Jupyter notebook never finishes processing using multiprocessing (Python 3)
To execute a function without having to write it into a separated file manually:
We can dynamically write the task to process into a temporary file, import it and execute the function.
from multiprocessing import Pool
from functools import partial
import inspect
def parallel_task(func, iterable, *params):
with open(f'./tmp_func.py', 'w') as file:
file.write(inspect.getsource(func).replace(func.__name__, "task"))
from tmp_func import task
if __name__ == '__main__':
func = partial(task, params)
pool = Pool(processes=8)
res = pool.map(func, iterable)
pool.close()
return res
else:
raise "Not in Jupyter Notebook"
We can then simply call it in a notebook cell like this:
def long_running_task(params, id):
# Heavy job here
return params, id
data_list = range(8)
for res in parallel_task(long_running_task, data_list, "a", 1, "b"):
print(res)
Ouput:
('a', 1, 'b') 0
('a', 1, 'b') 1
('a', 1, 'b') 2
('a', 1, 'b') 3
('a', 1, 'b') 4
('a', 1, 'b') 5
('a', 1, 'b') 6
('a', 1, 'b') 7
Note: If you're using Anaconda and if you want to see the progress of the heavy task, you can use print()

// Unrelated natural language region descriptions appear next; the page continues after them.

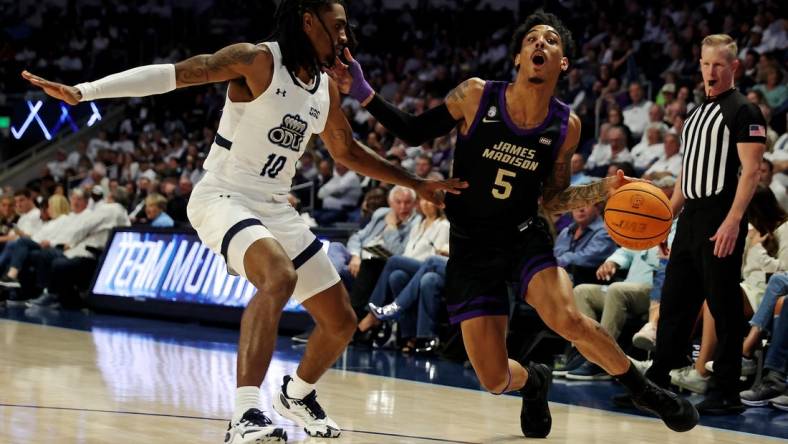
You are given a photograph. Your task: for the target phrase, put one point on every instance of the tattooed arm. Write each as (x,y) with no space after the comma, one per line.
(235,62)
(338,137)
(459,107)
(558,196)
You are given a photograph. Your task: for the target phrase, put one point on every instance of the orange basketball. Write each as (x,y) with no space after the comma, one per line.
(638,216)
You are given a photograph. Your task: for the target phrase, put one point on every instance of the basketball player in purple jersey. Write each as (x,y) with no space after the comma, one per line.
(514,149)
(277,98)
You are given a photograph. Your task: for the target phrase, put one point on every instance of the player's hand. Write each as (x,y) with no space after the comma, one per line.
(606,271)
(354,265)
(350,79)
(66,93)
(340,73)
(619,180)
(664,250)
(725,237)
(434,191)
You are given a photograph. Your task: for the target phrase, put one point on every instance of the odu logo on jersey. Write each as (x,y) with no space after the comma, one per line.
(290,133)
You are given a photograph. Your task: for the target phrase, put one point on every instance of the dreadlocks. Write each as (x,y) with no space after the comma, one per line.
(297,50)
(540,17)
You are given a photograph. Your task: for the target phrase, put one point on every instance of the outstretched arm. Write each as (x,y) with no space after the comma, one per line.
(413,129)
(338,137)
(558,196)
(232,62)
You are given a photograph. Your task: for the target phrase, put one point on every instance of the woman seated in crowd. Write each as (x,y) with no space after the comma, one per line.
(427,239)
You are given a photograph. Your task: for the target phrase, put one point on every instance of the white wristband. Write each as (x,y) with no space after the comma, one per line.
(137,82)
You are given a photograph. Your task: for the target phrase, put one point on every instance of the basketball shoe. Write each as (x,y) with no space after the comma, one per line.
(535,418)
(254,428)
(306,412)
(676,412)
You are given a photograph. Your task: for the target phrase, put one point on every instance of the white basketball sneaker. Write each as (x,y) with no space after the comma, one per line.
(254,428)
(306,412)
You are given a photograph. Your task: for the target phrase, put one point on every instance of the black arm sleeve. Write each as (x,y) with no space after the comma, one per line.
(414,130)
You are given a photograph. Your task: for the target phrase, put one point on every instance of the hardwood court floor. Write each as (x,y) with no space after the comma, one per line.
(61,385)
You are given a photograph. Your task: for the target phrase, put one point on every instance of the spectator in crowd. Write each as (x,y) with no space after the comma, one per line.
(62,275)
(59,166)
(339,196)
(765,251)
(636,114)
(52,233)
(584,245)
(774,89)
(579,176)
(613,303)
(650,148)
(771,388)
(388,229)
(156,211)
(29,216)
(373,199)
(176,206)
(8,218)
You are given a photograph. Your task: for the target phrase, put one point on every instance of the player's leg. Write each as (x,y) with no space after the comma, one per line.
(725,301)
(320,291)
(549,291)
(485,343)
(270,270)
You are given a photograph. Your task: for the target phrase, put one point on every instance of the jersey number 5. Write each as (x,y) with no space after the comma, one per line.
(502,188)
(273,165)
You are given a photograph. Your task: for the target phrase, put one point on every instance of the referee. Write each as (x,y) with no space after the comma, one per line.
(723,143)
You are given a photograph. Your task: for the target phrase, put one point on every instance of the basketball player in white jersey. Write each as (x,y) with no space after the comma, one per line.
(277,98)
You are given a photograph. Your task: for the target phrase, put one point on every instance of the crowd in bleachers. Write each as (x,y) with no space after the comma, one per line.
(633,81)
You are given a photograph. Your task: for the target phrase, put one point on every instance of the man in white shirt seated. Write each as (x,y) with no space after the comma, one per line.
(29,216)
(62,275)
(636,115)
(670,162)
(605,154)
(58,166)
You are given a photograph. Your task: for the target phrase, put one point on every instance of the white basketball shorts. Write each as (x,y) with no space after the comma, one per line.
(229,222)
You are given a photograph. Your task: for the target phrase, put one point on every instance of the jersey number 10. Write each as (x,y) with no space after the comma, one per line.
(273,165)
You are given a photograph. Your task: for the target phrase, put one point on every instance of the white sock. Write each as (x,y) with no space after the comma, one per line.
(297,388)
(246,398)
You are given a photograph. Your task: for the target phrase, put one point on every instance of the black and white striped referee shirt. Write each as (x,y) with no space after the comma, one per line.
(711,160)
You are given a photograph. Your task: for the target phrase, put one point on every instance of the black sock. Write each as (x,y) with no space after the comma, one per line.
(533,383)
(633,380)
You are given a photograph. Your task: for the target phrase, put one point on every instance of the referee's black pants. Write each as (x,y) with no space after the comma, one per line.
(693,275)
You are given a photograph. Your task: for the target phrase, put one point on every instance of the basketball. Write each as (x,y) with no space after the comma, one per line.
(638,216)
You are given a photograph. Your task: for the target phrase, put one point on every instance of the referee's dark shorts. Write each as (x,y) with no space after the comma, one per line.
(695,274)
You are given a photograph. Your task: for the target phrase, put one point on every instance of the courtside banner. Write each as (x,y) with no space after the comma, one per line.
(173,266)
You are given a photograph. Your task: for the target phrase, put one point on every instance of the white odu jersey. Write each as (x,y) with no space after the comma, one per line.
(259,142)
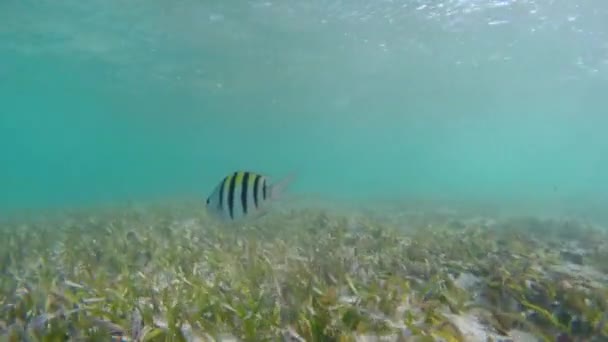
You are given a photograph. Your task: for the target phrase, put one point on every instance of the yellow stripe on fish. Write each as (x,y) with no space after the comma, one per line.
(242,194)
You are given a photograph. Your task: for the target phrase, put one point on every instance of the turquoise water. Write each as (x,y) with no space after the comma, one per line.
(469,101)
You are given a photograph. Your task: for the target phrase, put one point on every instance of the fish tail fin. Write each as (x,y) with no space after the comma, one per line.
(277,189)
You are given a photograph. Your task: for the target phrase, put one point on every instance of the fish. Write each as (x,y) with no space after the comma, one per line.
(245,194)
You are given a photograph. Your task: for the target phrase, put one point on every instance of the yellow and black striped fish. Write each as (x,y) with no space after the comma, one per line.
(244,194)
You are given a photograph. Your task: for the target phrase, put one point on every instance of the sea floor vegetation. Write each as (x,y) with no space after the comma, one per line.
(170,273)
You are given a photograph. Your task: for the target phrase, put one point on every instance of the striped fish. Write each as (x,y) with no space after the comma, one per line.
(244,194)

inside long_running_task()
. The content of the print will be displayed in the Anaconda Prompt console.
It seems that the problem in Jupyter notebook as in different ide is the design feature. Therefore, we have to write the function (prime_factor) into a different file and import the module. Furthermore, we have to take care of the adjustments. For example, in my case, I have coded the function into a file known as defs.py
def prime_factor(value):
factors = []
for divisor in range(2, value-1):
quotient, remainder = divmod(value, divisor)
if not remainder:
factors.extend(prime_factor(divisor))
factors.extend(prime_factor(quotient))
break
else:
factors = [value]
return factors
Then in the jupyter notebook I wrote the following lines
import multiprocessing
import random
from multiprocessing import Pool
import defs
if __name__ == '__main__':
pool = Pool()
to_factor = [ random.randint(100000, 50000000) for i in range(20)]
results = pool.map(defs.prime_factor, to_factor)
for value, factors in zip(to_factor, results):
print("The factors of {} are {}".format(value, factors))
This solved my problem